README

The package discretefit implements fast Monte Carlo simulations for goodness-of-fit (GOF) tests for discrete distributions. This includes tests based on the root-mean-square statistic, the Chi-squared statistic, the log-likelihood-ratio (G²) statistic, the Freeman-Tukey (Hellinger-distance) statistic, the Kolmogorov-Smirnov statistic, and the Cramer-von Mises statistic.
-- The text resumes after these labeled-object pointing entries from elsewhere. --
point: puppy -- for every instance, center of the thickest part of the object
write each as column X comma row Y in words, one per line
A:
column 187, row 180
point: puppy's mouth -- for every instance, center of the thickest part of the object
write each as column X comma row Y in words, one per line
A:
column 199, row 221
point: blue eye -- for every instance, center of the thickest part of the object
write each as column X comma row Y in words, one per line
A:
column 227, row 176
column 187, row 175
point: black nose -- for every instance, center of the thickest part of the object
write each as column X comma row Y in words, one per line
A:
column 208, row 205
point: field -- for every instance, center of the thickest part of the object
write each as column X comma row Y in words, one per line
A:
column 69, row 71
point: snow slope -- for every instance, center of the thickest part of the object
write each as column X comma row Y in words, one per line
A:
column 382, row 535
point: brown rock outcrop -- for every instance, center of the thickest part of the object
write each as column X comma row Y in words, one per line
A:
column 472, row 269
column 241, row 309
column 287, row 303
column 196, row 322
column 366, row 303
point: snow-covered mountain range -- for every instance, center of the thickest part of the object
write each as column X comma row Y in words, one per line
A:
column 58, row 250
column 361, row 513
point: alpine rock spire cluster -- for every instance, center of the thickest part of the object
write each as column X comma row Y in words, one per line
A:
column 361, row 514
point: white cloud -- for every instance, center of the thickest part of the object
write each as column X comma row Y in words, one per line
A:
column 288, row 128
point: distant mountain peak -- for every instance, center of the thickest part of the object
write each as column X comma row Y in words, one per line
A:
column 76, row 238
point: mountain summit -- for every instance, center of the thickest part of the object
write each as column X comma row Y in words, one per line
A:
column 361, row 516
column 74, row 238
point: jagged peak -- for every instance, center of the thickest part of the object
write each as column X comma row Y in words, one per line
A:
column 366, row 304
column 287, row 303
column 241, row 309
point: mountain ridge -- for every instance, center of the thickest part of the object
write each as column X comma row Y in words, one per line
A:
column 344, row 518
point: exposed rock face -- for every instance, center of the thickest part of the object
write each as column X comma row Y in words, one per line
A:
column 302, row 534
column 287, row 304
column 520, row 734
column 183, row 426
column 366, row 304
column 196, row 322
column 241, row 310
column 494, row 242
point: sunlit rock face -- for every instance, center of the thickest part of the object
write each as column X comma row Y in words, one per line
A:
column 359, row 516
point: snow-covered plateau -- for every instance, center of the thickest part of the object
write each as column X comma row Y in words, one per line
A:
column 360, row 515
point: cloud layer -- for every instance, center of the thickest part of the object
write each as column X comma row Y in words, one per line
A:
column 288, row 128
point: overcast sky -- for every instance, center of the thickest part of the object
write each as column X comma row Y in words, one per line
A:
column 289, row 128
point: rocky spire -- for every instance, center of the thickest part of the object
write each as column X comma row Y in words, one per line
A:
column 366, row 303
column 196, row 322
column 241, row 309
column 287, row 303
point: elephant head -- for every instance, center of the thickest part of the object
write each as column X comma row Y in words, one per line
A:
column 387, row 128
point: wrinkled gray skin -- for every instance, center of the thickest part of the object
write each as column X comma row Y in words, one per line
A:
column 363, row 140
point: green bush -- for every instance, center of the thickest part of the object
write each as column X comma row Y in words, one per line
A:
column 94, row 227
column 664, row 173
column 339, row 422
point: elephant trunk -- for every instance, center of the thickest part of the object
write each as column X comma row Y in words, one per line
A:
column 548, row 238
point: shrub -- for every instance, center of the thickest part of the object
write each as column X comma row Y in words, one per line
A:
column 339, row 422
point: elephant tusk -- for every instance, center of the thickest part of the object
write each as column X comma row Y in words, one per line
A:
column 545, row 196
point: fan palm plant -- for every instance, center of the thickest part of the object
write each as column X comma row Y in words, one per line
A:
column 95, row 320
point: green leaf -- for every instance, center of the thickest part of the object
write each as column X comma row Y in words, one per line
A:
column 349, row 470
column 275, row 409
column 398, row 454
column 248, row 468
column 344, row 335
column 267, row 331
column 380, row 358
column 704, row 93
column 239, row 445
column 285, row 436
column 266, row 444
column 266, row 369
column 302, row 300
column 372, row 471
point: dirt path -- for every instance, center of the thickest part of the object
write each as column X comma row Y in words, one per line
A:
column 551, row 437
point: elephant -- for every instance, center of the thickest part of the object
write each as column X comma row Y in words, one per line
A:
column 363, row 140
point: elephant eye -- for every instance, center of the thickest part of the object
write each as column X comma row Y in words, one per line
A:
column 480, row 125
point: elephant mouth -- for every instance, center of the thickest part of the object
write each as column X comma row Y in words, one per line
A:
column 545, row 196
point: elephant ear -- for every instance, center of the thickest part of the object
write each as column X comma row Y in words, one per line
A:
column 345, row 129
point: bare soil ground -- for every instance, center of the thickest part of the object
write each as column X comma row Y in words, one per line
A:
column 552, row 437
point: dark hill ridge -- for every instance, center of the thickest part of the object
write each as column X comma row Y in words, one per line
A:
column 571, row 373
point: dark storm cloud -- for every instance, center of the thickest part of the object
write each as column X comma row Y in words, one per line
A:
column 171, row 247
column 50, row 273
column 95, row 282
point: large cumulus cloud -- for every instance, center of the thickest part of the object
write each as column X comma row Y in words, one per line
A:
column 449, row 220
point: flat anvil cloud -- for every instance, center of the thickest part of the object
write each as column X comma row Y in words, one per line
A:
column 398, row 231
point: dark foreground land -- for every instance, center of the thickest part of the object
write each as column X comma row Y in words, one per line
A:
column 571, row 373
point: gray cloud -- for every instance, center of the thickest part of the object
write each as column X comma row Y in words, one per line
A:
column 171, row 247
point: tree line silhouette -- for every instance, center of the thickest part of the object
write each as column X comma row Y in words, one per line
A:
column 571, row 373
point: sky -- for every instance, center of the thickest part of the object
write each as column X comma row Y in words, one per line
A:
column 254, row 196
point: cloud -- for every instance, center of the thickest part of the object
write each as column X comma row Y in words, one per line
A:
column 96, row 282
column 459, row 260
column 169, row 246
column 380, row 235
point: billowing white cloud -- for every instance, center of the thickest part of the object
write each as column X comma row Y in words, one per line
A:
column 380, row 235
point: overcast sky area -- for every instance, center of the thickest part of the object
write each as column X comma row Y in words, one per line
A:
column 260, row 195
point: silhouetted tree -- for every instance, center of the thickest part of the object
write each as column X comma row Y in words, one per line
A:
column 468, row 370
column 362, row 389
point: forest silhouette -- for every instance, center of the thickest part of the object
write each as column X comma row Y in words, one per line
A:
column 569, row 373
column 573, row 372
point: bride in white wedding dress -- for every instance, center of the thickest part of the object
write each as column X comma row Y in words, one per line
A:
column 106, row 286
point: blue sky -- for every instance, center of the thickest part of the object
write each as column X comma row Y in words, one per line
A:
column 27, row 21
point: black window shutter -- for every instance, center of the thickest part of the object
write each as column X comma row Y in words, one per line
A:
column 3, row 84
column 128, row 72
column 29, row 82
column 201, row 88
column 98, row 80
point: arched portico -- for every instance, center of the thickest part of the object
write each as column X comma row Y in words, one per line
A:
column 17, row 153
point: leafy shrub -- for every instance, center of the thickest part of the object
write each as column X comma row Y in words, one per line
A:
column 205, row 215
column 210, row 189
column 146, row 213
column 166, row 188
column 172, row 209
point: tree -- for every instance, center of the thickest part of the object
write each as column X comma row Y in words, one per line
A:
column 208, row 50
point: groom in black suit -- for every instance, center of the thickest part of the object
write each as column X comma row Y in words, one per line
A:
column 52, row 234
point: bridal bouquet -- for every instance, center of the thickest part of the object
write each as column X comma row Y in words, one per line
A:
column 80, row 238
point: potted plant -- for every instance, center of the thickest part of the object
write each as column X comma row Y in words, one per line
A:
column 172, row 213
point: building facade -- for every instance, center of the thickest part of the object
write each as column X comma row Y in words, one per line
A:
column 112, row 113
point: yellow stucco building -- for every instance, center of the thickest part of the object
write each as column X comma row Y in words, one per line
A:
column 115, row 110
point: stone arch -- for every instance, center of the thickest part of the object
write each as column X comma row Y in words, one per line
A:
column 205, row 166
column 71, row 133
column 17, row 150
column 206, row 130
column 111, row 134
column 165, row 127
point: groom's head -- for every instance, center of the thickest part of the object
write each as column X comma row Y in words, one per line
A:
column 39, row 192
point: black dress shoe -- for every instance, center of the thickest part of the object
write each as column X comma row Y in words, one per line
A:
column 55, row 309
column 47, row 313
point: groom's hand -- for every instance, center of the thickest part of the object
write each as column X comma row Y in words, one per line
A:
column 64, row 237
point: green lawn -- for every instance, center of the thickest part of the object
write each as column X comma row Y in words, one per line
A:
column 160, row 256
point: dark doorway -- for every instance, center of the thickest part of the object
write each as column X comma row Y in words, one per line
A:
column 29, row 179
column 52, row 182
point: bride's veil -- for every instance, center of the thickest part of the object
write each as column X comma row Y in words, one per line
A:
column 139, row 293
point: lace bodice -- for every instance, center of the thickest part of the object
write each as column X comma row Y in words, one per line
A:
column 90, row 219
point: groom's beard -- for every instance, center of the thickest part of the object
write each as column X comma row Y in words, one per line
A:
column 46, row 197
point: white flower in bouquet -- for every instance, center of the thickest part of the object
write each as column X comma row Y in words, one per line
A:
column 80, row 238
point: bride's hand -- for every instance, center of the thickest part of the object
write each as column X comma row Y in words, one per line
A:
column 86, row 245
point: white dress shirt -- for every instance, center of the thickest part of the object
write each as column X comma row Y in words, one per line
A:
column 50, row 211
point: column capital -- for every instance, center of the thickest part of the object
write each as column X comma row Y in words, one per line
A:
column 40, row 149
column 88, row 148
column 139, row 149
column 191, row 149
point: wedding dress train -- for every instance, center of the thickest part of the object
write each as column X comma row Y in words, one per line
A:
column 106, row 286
Simulations are written in C++ (utilizing Rcpp) and are considerably faster than the simulated Chi-squared GOF test in the R stats package.

Installation

install.packages("discretefit")

devtools::install_github("josh-mc/discretefit")

Usage

The GOF tests in discretefit function on a vector of counts, x, and a vector of probabilities, p. In the below example, x represents a vector of counts for five categories, and p represents a vector of probabilities for each corresponding category. The GOF tests provides p-values for the null hypothesis that x is a random sample of the discrete distribution defined by p.

library(discretefit)
library(bench)

x <- c(42, 0, 13, 2, 109)
p <- c(0.2, 0.05, 0.1, 0.05, 0.6)

chisq_gof(x, p)
#> 
#>  Simulated Chi-squared goodness-of-fit test
#> 
#> data:  x
#> Chi-squared = 17.082, p-value = 0.0022
rms_gof(x, p)
#> 
#>  Simulated root-mean-square goodness-of-fit test
#> 
#> data:  x
#> RMS = 1.731, p-value = 0.0389
g_gof(x, p)
#> 
#>  Simulated log-likelihood-ratio goodness-of-fit test
#> 
#> data:  x
#> G2 = 27.362, p-value = 9.999e-05
ft_gof(x, p)
#> 
#>  Simulated Freeman-Tukey goodness-of-fit test
#> 
#> data:  x
#> FT = 45.599, p-value = 9.999e-05
ks_gof(x, p)
#> 
#>  Simulated Kolmogorov-Smirnov goodness-of-fit test
#> 
#> data:  x
#> KS = 0.056627, p-value = 0.2404
cvm_gof(x, p)
#> 
#>  Simulated Cramer-von Mises goodness-of-fit test
#> 
#> data:  x
#> W2 = 0.12578, p-value = 0.1784

Speed

The simulated Chi-squared GOF test in discretefit produces identical p-values to the simulated Chi-squared GOF test in the stats package that is part of base R.

set.seed(499)
chisq_gof(x, p, reps = 2000)$p.value
#> [1] 0.002998501
set.seed(499)
chisq.test(x, p = p, simulate.p.value = TRUE)$p.value
#> [1] 0.002998501

However, because Monte Carlo simulations in discretefit are implemented in C++, chisq_gof is much faster than chisq.test, ~20 times faster for the following case.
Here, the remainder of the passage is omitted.